The Takeaway: Long Lake’s bet is that AI isn’t mainly a cost-cutting tool—it’s a growth engine that turns sleepy service businesses into compounding machines.
Key Insights
- Long Lake built a horizontal AI layer called Nexus, with roughly 80% shared infrastructure across verticals, then customizes the last mile by mapping workflows, cleaning data, and wiring into each business.
- The real edge isn’t selling software; it’s owning the company, because “deeper alignment” lets them change operations, retrain teams, and capture the business outcome instead of just shipping tools.
- Their model is contrarian: AI gives employees “superpowers,” which raises retention, customer satisfaction, and revenue growth—so the goal is to pay people more, not fewer.
The Story
Alex Taubman, cofounder and CEO of Long Lake Management, is building an AI-native acquisition platform aimed at services businesses that have been under-optimized for decades. Long Lake has already completed around 30 acquisitions and recently announced a $6.3 billion take-private of American Express Global Business Travel, a 111-year-old franchise Taubman sees as a perfect fit for long-term AI transformation.
His philosophy is simple but sharp: buy businesses where AI can change the operating model, not just automate a few tasks.
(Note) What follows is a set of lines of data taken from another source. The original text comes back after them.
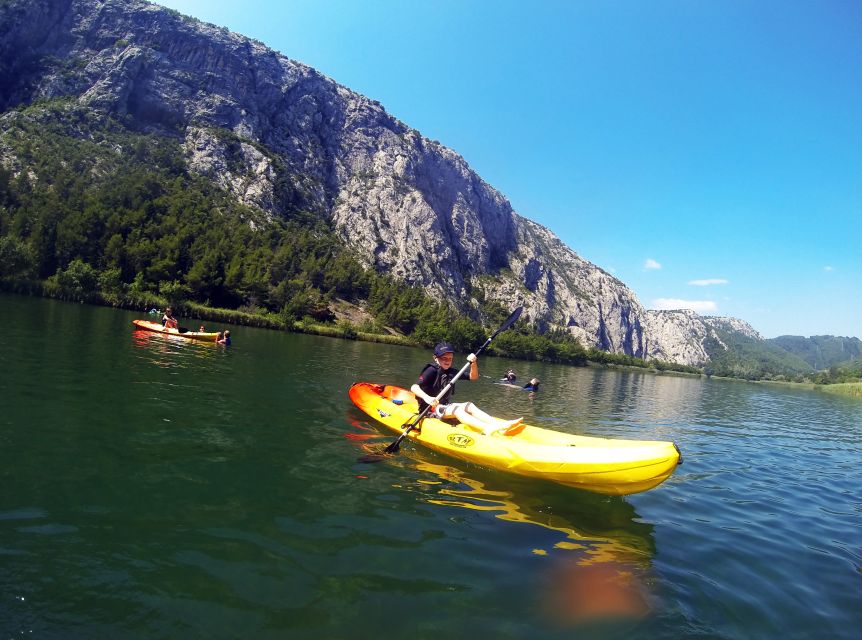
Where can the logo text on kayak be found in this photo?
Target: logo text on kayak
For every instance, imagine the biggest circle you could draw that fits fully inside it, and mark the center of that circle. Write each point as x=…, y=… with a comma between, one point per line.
x=460, y=440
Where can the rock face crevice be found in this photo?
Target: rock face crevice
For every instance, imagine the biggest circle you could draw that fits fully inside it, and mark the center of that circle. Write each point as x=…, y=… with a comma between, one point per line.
x=282, y=137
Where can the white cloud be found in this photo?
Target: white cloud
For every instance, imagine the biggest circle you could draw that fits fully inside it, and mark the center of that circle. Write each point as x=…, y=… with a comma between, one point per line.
x=671, y=304
x=707, y=282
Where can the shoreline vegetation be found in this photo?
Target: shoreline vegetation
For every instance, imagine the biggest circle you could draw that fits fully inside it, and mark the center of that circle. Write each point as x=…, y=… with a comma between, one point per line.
x=366, y=330
x=346, y=329
x=93, y=210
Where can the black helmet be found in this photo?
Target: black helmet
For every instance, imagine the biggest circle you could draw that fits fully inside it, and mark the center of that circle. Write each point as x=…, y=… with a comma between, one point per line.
x=443, y=347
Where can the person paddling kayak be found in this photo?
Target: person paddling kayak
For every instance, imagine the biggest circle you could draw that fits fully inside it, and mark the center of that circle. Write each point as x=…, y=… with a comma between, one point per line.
x=435, y=376
x=169, y=321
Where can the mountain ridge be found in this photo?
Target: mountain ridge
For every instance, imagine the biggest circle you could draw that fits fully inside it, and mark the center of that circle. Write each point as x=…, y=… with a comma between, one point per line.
x=281, y=136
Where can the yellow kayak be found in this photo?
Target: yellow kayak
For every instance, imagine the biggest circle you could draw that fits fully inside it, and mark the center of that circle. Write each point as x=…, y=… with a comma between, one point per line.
x=158, y=328
x=617, y=467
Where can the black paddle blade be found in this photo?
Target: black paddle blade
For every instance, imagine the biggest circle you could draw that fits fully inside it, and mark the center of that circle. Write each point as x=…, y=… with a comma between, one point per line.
x=512, y=319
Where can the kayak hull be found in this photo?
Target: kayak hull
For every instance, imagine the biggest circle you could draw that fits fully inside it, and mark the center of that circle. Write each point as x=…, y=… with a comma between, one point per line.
x=602, y=465
x=191, y=335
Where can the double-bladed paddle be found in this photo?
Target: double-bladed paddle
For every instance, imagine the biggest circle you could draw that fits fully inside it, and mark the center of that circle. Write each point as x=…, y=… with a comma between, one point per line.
x=393, y=448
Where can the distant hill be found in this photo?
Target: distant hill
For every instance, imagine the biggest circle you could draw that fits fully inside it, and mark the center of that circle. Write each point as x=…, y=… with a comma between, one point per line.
x=821, y=352
x=740, y=355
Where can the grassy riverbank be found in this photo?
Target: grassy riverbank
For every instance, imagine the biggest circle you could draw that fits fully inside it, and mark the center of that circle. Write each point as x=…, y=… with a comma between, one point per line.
x=853, y=389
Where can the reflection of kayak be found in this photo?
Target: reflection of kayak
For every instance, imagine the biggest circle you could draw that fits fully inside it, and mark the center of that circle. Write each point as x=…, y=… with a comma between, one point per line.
x=618, y=467
x=590, y=532
x=158, y=328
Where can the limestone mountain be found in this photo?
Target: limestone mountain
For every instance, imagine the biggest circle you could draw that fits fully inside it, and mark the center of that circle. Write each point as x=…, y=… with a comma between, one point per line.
x=281, y=136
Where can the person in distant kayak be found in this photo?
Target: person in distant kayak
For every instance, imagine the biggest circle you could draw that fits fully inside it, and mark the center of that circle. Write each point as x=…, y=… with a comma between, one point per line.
x=169, y=321
x=532, y=385
x=434, y=378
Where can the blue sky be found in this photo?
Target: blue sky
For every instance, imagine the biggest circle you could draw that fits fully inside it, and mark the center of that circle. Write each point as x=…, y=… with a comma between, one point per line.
x=707, y=153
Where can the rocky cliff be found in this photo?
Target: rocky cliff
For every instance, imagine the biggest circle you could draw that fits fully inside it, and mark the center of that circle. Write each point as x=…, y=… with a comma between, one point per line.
x=280, y=136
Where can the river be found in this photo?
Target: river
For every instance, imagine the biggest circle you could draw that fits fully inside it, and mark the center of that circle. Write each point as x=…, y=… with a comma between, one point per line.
x=160, y=488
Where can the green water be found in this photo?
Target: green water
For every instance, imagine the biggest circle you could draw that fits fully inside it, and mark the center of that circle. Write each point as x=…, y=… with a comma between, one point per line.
x=158, y=488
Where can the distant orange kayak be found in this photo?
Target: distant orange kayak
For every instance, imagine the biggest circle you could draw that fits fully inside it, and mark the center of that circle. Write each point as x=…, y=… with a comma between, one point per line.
x=158, y=328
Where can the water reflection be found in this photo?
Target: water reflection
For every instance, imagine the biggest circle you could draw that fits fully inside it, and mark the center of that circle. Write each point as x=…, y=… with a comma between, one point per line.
x=597, y=560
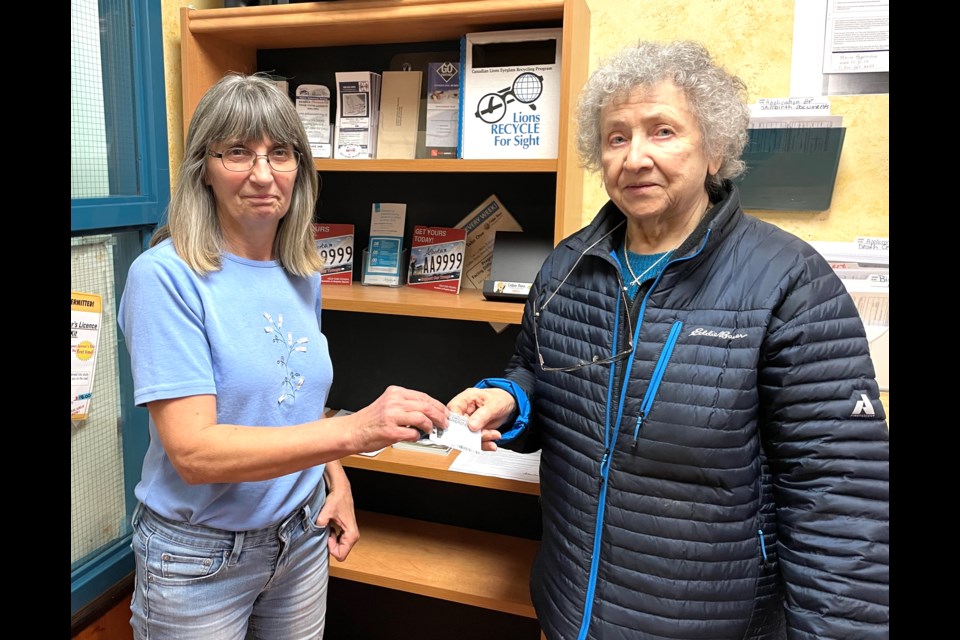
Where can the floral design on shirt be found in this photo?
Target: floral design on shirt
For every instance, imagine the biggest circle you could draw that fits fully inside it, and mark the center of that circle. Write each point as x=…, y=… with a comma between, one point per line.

Nexus sits between the models and the business workflows, and Long Lake’s engineers work directly in the field with employees to find pain points and build tools around them. That tight loop matters because, as Taubman puts it, “AI is very, very underpenetrated”—and adoption only works when change management is built in.
The payoff is not just efficiency. In Long Lake’s HOA business, growth has reportedly jumped from 0–5% to 20%+ annually. The logic is that if AI makes teams 30–40% more productive, service firms can scale like software companies: higher margins, faster growth, better retention, and more attractive economics. Taubman’s long game is to be the best owner in each industry, then compound that advantage for decades.